The busway itself will get a boost with multiple Northern Express (NEX) routes so services to the city will be even more frequent than they are now – although different services from across the Shore to the city will use different routes. This is shown below but essentially the NEX 1 and the frequent services from Onewa Rd will go to lower Albert St like they’ve started doing since the change for the CRL works. The NEX 2 (former 881) and other buses from the shore will loop through the middle of town while a few services like the NEX 3 will go via Ponsonby and K Rd to Newmarket however these will only operate on weekdays. A small note says that whether they go via Ponsonby Rd or not will depend on bus priority investigations.
AT say that to implement the new network they’ll need 100-150 new or relocated bus stops and likely some other minor infrastructure too such as bus layover facilities, and bus priority.
It’s hard to say just what impact the new network will have but AT estimate the should achieve about a 15% increase in bus use during the morning peak within 12-18 months of implementation which would be the equivalent to about 1,000 cars.
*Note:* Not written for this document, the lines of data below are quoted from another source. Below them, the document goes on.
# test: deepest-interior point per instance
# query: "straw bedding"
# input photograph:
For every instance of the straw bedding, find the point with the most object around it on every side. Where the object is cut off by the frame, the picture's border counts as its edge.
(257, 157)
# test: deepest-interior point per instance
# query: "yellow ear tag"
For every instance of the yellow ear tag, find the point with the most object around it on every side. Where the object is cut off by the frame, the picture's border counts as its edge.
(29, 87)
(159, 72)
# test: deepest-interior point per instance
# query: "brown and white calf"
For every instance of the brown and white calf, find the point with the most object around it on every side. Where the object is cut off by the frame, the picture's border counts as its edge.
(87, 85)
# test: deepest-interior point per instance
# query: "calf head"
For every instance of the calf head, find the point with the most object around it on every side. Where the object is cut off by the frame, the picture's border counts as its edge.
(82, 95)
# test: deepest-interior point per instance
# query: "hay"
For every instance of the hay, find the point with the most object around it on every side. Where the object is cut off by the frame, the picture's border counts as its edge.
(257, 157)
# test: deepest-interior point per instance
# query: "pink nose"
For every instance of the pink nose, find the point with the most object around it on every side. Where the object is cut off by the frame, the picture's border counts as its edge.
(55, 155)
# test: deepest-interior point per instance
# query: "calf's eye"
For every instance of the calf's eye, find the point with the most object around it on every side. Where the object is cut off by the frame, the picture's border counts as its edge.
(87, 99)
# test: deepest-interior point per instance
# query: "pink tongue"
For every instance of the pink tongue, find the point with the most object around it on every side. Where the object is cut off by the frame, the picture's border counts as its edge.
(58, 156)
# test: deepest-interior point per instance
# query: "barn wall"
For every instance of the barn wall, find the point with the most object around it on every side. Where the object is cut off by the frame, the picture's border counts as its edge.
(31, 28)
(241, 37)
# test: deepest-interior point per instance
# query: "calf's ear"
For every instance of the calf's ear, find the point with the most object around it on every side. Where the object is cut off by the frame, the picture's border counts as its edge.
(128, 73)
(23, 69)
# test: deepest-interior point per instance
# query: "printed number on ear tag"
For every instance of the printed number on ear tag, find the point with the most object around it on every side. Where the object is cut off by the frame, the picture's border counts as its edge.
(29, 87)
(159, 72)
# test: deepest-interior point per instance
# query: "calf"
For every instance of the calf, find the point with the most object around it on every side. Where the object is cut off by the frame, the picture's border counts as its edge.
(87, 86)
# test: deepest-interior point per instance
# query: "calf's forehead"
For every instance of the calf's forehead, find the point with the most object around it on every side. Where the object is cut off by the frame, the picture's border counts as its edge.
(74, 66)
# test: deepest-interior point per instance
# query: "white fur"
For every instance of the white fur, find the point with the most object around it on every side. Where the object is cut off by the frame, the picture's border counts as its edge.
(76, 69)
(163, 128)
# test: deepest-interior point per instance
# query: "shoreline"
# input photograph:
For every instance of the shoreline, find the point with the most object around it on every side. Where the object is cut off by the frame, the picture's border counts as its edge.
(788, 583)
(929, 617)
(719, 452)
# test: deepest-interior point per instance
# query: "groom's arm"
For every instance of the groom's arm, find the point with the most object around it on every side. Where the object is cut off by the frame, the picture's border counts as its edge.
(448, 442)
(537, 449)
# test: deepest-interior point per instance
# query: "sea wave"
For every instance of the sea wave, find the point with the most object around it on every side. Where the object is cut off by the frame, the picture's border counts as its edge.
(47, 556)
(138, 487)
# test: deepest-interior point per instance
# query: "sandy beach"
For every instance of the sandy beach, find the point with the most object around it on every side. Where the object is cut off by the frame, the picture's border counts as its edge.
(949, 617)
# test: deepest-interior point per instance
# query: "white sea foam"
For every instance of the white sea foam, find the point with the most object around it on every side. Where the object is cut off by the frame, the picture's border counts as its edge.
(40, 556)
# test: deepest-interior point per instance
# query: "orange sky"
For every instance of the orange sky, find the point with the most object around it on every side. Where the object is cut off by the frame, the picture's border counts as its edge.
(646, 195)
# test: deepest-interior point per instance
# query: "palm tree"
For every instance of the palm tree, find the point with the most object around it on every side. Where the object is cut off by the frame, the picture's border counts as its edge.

But it will still be some time away before these changes take place. AT say the procurement for the North Shore is likely to happen at the end of this year with the new network rolled out in early 2018. The network that’s is to be approved will result in around a 20% increase in service kilometres being run and about a 15% increase in the number of hours they run for compared to what currently exists. AT managed to save $3 million a year on the South Auckland contracts so I imagine they’ll be needing the same levels of savings from buses on the Shore to help pay for that.